SGLang's diffusion/multimodal generation subsystem. Separate from the LLM runtime (`srt`). Supports 20+ image/video diffusion models (Wan, FLUX, HunyuanVideo, LTX, Qwen-Image, etc.) with distributed inference, LoRA, and multiple attention backends.
## Quick Start
```bash
# One-shot generation
sglang generate --model-path Wan-AI/Wan2.1-T2V-1.3B-Diffusers --prompt "A curious raccoon" --save-output
# Start server
sglang serve --model-path Wan-AI/Wan2.1-T2V-1.3B-Diffusers --num-gpus 4
# Python API
from sglang import DiffGenerator
gen = DiffGenerator.from_pretrained("Wan-AI/Wan2.1-T2V-1.3B-Diffusers")
result = gen.generate(sampling_params_kwargs={"prompt": "A curious raccoon"})
```
## Architecture
```
CLI / Python API / HTTP Server (FastAPI + OpenAI-compatible)
↓ ZMQ
Scheduler (request queue, batching, dispatch)
↓ multiprocessing pipes
GPU Worker(s) → ComposedPipeline (stages: TextEncode → Denoise → Decode)
```
### Key Directories
```
runtime/
├── entrypoints/ # CLI (generate/serve), HTTP server, Python API (DiffGenerator)
├── managers/ # scheduler.py, gpu_worker.py
├── pipelines_core/ # ComposedPipelineBase, stages/, schedule_batch.py (Req/OutputBatch)
├── pipelines/ # Model-specific pipelines (wan, flux, hunyuan, ltx, qwen_image, ...)
├── models/ # encoders/, dits/, vaes/, schedulers/
├── layers/ # attention/, lora/, quantization/
├── loader/ # Model loading, weight utils
├── server_args.py # ServerArgs (all CLI/config params)
└── distributed/ # Multi-GPU (TP, SP: ulysses/ring)
configs/
├── pipeline_configs/ # Per-model pipeline configs
├── sample/ # SamplingParams
└── models/ # DiT, VAE, Encoder configs
```
### Key Classes
| Class | Location | Purpose |
|-------|----------|---------|
| `DiffGenerator` | `runtime/entrypoints/diffusion_generator.py` | Python API entry point |
| `ComposedPipelineBase` | `runtime/pipelines_core/composed_pipeline_base.py` | Pipeline orchestrator (stages) |
| `Scheduler` | `runtime/managers/scheduler.py` | ZMQ event loop, request dispatch |
| `GPUWorker` | `runtime/managers/gpu_worker.py` | GPU inference worker |
| `Req` / `OutputBatch` | `runtime/pipelines_core/schedule_batch.py` | Request/output containers |
| `ServerArgs` | `runtime/server_args.py` | All config params |
| `SamplingParams` | `configs/sample/sampling_params.py` | Generation params |
| `PipelineConfig` | `configs/pipeline_configs/base.py` | Model structure config |
### Key Functions
| Function | Module | Purpose |
|----------|--------|---------|
| `build_pipeline()` | `runtime/pipelines_core/__init__.py` | Instantiate pipeline from model_path |
| `get_model_info()` | `registry.py` | Resolve pipeline + config classes |
| `launch_server()` | `runtime/launch_server.py` | Start multi-process server |
## Adding a New Model
1. Create pipeline in `runtime/pipelines/` extending `ComposedPipelineBase`
2. Define stages via `create_pipeline_stages()` (TextEncoding → Denoising → Decoding)

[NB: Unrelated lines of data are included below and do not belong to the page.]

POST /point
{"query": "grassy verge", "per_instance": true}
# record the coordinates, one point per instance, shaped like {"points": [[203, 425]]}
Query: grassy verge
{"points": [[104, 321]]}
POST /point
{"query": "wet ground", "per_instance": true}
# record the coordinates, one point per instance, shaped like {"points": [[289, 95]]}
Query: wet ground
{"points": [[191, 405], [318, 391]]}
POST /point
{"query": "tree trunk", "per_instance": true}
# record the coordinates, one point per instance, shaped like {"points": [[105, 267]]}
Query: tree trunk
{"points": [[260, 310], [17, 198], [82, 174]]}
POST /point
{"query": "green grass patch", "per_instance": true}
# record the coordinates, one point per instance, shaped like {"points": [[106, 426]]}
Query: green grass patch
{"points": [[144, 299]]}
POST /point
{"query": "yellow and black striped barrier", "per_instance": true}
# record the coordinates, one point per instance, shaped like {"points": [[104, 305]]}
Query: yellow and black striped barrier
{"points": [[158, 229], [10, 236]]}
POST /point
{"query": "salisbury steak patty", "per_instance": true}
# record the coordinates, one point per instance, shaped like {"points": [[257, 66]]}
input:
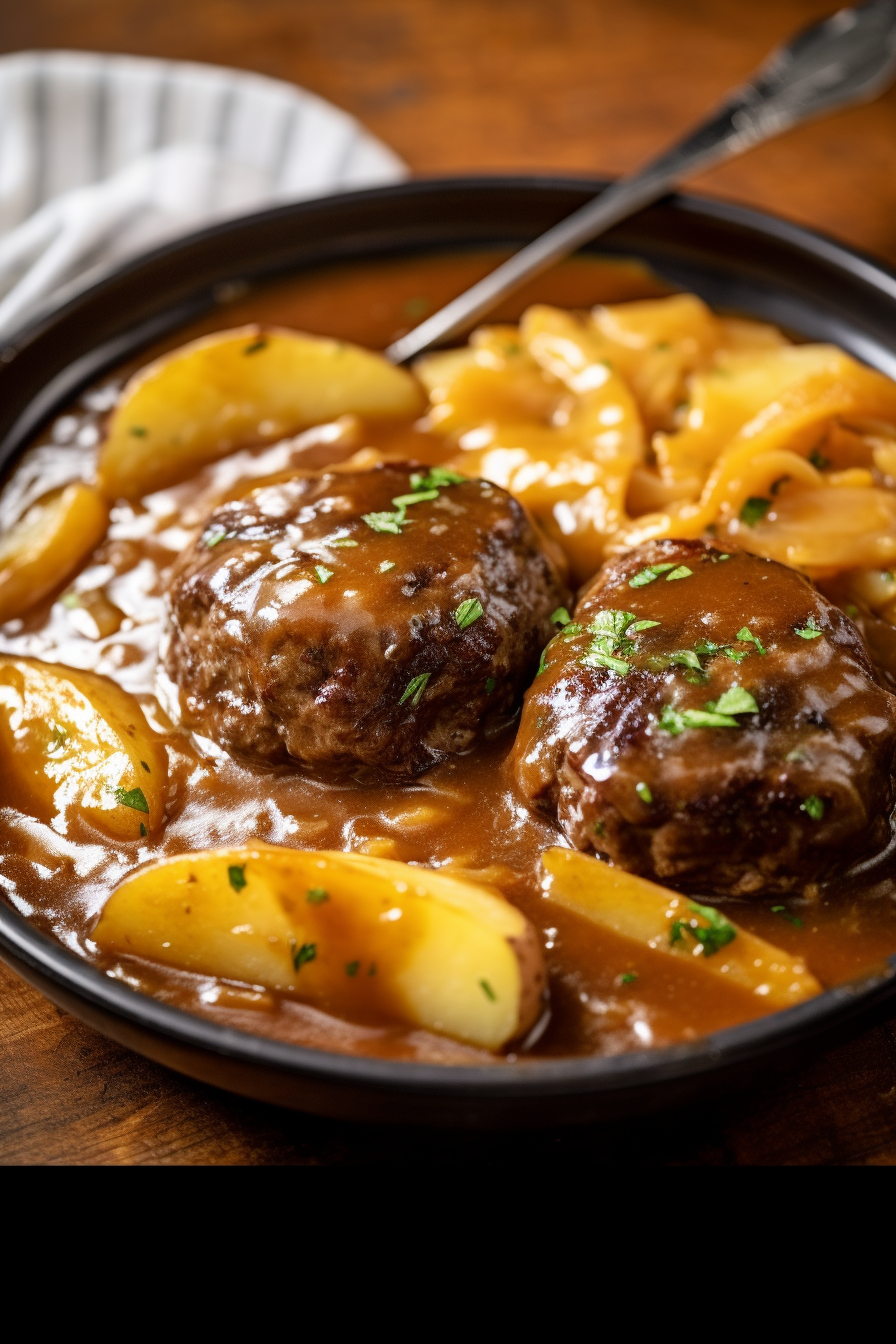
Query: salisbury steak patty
{"points": [[360, 622], [711, 719]]}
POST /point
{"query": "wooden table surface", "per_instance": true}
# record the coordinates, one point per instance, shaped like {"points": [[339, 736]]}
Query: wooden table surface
{"points": [[456, 86]]}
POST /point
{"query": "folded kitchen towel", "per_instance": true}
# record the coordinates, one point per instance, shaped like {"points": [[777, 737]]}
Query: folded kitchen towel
{"points": [[102, 157]]}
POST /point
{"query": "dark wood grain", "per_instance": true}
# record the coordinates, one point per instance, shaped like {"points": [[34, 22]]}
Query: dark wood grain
{"points": [[476, 85]]}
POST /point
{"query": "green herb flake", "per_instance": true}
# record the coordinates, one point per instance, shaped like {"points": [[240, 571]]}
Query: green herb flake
{"points": [[734, 700], [813, 807], [649, 575], [785, 914], [754, 510], [301, 956], [810, 631], [469, 612], [415, 497], [437, 479], [713, 938], [415, 688], [746, 636], [133, 799]]}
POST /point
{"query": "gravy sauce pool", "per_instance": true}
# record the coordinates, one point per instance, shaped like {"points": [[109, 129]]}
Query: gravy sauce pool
{"points": [[464, 815]]}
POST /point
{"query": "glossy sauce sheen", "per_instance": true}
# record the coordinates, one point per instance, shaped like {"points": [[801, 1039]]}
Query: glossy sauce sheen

3. Add config in `configs/pipeline_configs/`
4. Register in `registry.py` via `register_configs()`
## Multi-GPU
```bash
# Sequence parallelism (video frames across GPUs)
sglang serve --model-path ... --num-gpus 4 --ulysses-degree 2 --ring-degree 2
# Tensor parallelism (model layers across GPUs)
sglang serve --model-path ... --num-gpus 2 --tp-size 2
```
## Testing
```bash
# Tests live in test/ subdirectory
python -m pytest python/sglang/multimodal_gen/test/
# No need to pre-download models — auto-downloaded at runtime
# Dependencies assumed already installed via `pip install -e "python[diffusion]"`
```
## Performance Tuning
For questions about optimal performance, fastest commands, VRAM reduction, or best flag combinations for a given model/GPU setup, **read the [sglang-diffusion-performance skill](skills/sglang-diffusion-performance/SKILL.md)**. It contains a complete table of lossless and lossy optimization flags with trade-offs, quick recipes, and tuning tips.
### Perf Measurement
Look for `Pixel data generated successfully in xxxx seconds` in console output. With warmup enabled, use the line containing `warmup excluded` for accurate timing.
## Env Vars
Defined in `envs.py` (300+ vars). Key ones:
- `SGLANG_DIFFUSION_ATTENTION_BACKEND` — attention backend override
- `SGLANG_CACHE_DIT_ENABLED` — enable Cache-DiT acceleration
- `SGLANG_CLOUD_STORAGE_TYPE` — cloud output storage (s3, etc.)